Por Maria Júlia Lledó

Leia a edição de DEZEMBRO/24 da Revista E na íntegra

Pelos rincões do país, Doutor Maravilha atravessa distintas paisagens a fim de conversar com um público de diferentes idades, classes sociais e níveis de escolaridade, sobre saúde sexual. O personagem criado em 2015 pelo médico infectologista Vinícius Borges lhe rendeu bastante popularidade, o que foi essencial para o especialista levar conhecimento sobre HIV e ISTs (Infecções Sexualmente Transmissíveis) a um público cada vez maior. Estima-se que, atualmente, um milhão de pessoas vivam com HIV no Brasil, segundo dados do Ministério da Saúde. Desse total, 650 mil são do sexo masculino e 350 mil do sexo feminino.  

No caso da comunidade LGBTQIA+ que vive com HIV, além do preconceito, há também lacunas no atendimento médico em centros urbanos, mas, majoritariamente, em cidades interioranas. Com uma linguagem informal, e muito acolhimento e cuidado, Dr. Vinícius percebeu que pacientes com orientação sexual diferente da heteronormatividade sentiam medo de compartilhar dúvidas e queixas nos ambulatórios. A constatação surgiu quando ele fazia a residência de infectologia, em 2014. Foi o sinal que precisava para dedicar-se a esse público e derrubar fronteiras de desconhecimento e estigmatização.  

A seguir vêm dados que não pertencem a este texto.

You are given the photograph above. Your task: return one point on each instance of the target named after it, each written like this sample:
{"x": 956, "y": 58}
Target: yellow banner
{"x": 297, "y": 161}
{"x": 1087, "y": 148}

Nas redes sociais, o Doutor Maravilha entra em ação, tirando dúvidas e falando sobre prevenção de doenças sexualmente transmissíveis, profilaxia pré e pós-exposição ao HIV (PrEP e PEP, respectivamente), entre outros temas. “O Brasil tem um dos melhores sistemas de saúde pública, referência no tratamento de HIV. Hoje a prevenção não é só a camisinha, um ótimo método, mas que para funcionar tem que usar. Já são 40 anos falando da camisinha e a epidemia de HIV ainda não está controlada. Então, precisamos de outras ações”, reforça. Neste Encontros, o médico infectologista fala sobre viver e conviver com HIV, políticas públicas e desafios para acesso à prevenção e pesquisa da cura.  

PERSONAGEM CATIVANTE  

A questão de “sair do armário” para minha família foi bem cedo, acho que aos 18 anos, e para mim não era nenhum tipo de empecilho falar sobre a minha própria sexualidade, então, eu me perguntei: “Se posso conversar com as pessoas abertamente desse jeito num consultório, na residência, no hospital, nos ambulatórios, por que eu não faço isso numa escala maior? Foi aí que eu criei o blog Doutor Maravilha e a página no Facebook. No começo, pensei em criar uma persona para deixá-la mais afastada da minha pessoa física, seria o Doutor Maravilha: um médico abertamente gay, com estetoscópio de arco-íris, um jaleco esvoaçante. Pensava: ele vai ser o super-herói dos LGBTs. Em 2025, vai completar dez anos que criei a página Doutor Maravilha. Se atualmente médicos falam de uma maneira mais aberta, isso tem muito a ver, também, com o advento e o crescimento das redes sociais. Eu fui um dos pioneiros, mas hoje a gente vê médicos LGBTQIA+ de várias áreas.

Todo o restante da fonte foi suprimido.